Don Murphy (2002) on the other hand approaches the definition of predictive analysis as a comparison with descriptive analytics. Descriptive analytics refers to the ability to observe and understand all elements and actions present with a setting. Predictive analysis refers to the usage of specific tools in order to transform the observations gathered into an ability to predict the future behavior of the assessed setting.
John Goff (2004) also approaches the issue of consumer analytics and considers the topic one of the hottest developments in the recent years with respect to customer relationship management.
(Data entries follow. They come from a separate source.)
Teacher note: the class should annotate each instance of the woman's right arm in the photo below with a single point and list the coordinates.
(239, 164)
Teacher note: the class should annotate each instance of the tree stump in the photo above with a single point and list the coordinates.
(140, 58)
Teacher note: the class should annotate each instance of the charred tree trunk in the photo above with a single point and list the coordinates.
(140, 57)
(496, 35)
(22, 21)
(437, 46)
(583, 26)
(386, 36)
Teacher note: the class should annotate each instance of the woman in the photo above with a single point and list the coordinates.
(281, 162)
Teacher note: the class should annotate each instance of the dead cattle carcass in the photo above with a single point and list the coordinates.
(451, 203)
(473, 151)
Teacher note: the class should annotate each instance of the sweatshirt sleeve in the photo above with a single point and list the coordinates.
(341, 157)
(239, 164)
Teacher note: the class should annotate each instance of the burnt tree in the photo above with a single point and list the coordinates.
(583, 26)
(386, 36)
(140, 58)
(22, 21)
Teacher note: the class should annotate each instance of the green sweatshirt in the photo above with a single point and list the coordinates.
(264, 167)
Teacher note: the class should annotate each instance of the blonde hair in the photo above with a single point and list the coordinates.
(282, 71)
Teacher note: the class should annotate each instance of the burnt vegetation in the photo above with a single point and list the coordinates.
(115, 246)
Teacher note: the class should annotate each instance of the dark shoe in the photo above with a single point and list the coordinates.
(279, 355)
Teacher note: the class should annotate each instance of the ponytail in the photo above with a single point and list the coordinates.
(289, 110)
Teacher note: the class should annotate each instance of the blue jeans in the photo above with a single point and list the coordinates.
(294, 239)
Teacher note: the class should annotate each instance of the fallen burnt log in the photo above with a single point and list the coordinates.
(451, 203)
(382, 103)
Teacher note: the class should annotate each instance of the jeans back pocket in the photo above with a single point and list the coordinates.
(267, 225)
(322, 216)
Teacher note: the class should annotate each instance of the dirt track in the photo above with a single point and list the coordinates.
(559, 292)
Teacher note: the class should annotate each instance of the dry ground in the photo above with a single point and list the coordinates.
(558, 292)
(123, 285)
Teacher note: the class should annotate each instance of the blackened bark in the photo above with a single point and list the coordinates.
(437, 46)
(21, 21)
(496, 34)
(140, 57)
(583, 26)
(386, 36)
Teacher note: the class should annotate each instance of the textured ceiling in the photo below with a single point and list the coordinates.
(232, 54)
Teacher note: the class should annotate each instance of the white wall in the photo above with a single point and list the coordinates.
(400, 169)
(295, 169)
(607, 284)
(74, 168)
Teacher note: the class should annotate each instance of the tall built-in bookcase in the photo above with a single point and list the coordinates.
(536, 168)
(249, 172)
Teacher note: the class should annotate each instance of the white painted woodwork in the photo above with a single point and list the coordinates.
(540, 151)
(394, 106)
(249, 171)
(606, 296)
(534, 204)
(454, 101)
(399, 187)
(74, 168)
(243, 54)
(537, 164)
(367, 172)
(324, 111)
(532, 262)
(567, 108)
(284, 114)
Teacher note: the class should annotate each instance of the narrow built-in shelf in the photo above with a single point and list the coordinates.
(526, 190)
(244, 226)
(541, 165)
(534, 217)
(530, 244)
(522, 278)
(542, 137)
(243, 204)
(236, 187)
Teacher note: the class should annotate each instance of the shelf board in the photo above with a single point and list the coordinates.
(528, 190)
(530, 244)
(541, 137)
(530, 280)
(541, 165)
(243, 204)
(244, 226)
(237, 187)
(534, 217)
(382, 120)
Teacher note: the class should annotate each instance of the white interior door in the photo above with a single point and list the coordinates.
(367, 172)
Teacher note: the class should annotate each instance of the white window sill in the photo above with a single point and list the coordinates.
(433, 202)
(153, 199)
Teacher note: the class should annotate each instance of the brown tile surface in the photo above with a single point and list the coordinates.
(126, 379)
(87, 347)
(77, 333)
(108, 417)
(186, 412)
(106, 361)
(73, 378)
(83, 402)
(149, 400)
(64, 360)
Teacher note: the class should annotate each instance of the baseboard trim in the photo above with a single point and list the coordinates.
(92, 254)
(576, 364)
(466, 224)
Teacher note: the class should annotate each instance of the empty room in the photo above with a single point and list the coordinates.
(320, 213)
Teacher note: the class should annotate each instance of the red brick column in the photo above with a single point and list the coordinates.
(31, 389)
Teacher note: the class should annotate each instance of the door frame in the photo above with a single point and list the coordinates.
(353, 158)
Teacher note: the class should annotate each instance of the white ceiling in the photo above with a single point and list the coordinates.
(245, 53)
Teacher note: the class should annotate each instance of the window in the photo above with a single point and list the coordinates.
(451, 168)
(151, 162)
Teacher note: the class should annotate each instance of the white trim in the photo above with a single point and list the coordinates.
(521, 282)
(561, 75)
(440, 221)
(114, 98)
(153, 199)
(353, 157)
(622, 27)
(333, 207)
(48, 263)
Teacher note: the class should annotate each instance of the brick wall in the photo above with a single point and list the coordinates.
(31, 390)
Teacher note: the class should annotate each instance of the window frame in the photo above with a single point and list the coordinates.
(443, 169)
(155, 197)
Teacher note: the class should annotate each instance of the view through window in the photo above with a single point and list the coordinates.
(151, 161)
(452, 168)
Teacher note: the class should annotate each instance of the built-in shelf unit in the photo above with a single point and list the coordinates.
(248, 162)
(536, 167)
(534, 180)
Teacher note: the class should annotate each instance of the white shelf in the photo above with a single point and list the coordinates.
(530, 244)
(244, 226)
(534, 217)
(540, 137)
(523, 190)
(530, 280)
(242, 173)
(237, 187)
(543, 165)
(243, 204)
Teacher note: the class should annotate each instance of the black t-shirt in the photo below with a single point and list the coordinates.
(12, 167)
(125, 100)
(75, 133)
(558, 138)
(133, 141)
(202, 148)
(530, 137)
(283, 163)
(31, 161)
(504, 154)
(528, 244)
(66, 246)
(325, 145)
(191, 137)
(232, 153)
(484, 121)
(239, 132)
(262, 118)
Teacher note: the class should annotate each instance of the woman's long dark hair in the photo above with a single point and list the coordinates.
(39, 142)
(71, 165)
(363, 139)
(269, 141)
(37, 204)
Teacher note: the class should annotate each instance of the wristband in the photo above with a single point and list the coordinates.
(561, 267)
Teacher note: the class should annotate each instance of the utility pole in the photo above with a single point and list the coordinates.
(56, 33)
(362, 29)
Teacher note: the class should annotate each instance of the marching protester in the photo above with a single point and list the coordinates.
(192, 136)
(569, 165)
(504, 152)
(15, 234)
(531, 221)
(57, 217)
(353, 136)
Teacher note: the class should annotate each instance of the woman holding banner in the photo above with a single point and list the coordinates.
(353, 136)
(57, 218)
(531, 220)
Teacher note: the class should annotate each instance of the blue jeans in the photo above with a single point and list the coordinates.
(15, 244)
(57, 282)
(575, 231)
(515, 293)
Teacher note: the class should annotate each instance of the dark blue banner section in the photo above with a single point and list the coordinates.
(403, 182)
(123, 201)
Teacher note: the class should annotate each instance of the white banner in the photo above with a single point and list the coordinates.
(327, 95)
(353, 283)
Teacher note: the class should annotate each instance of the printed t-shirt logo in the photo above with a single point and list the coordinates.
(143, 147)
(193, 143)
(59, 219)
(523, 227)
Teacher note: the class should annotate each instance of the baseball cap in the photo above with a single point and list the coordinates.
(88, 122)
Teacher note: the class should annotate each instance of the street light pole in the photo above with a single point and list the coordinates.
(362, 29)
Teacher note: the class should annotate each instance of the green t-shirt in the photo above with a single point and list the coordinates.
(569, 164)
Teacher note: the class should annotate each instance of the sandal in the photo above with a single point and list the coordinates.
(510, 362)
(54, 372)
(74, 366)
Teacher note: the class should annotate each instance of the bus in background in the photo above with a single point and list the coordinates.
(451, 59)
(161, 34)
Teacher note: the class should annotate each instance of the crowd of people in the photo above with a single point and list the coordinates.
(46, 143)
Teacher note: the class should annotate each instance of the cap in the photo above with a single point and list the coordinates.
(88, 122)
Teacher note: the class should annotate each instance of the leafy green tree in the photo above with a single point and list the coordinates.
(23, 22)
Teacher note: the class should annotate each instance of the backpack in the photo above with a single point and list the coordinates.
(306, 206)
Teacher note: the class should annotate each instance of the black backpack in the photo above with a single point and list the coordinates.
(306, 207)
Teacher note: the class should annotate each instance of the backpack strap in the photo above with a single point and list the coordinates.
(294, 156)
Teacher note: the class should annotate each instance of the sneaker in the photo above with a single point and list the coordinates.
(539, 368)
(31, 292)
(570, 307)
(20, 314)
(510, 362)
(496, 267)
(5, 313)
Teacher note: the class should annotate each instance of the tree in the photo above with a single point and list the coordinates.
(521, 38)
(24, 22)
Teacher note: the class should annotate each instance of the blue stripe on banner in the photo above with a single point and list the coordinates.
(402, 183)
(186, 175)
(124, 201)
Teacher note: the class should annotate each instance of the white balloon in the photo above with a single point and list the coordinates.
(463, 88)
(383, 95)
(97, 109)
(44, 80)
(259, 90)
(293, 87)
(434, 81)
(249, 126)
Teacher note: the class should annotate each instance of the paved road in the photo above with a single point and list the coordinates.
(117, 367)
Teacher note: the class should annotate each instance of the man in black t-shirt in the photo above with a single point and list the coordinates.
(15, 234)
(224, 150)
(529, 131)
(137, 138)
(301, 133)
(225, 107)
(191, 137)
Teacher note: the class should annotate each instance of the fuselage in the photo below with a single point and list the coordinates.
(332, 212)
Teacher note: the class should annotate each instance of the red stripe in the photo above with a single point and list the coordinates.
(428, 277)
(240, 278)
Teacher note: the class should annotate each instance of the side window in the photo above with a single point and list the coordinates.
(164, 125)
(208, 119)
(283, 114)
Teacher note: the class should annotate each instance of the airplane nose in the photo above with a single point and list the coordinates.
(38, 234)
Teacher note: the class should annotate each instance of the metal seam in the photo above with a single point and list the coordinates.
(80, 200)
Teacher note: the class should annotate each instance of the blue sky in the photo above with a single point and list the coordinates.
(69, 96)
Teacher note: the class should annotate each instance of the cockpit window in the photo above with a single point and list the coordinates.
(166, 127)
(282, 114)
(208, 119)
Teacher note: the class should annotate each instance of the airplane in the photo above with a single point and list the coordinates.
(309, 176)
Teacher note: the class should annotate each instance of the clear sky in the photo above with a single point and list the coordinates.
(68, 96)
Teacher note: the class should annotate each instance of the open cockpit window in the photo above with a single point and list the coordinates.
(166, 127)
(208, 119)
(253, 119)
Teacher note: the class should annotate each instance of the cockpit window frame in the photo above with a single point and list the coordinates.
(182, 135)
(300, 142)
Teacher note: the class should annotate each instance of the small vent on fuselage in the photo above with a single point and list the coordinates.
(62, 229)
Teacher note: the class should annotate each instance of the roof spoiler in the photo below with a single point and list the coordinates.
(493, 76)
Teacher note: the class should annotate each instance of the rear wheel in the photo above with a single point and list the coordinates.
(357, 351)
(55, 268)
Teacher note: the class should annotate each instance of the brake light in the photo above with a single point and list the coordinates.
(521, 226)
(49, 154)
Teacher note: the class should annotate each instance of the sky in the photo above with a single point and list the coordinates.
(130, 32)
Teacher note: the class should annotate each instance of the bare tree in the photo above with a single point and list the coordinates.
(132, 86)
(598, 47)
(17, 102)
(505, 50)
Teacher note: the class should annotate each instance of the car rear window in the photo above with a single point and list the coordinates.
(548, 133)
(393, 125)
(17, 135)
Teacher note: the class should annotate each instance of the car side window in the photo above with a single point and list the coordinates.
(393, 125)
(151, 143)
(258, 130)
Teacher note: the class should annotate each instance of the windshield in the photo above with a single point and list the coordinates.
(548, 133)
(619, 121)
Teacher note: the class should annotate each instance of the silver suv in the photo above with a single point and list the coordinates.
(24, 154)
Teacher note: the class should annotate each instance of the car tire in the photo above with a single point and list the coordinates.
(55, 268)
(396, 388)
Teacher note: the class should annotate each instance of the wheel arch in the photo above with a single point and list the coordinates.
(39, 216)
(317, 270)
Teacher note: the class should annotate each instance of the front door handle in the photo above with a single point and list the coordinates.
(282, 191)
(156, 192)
The definition he offers of consumer analytics is simple and it states that the concept refers to "tools that dissect consumer-buying patterns, suss out preferences, and predict future behavior" (Goff, 2004).
John Zyskowski (2010) takes a more specific approach to predictive analytics and assesses it in light of technological advancements. Predictive analytics is presented as one of the top strategic tools and technologies of 2010 and Zyskowski argues that predictive analytics represents a new spin on data mining. This view is supported by others as well, who state that predictive analytics is in fact a combination of previous technologies and tools, which are now implemented at superior levels and they as such generate superior results. But in spite of the novelty or lack of novelty behind predictive analytics, fact remains that their implementation is expected to generate additional value and benefits within the communities.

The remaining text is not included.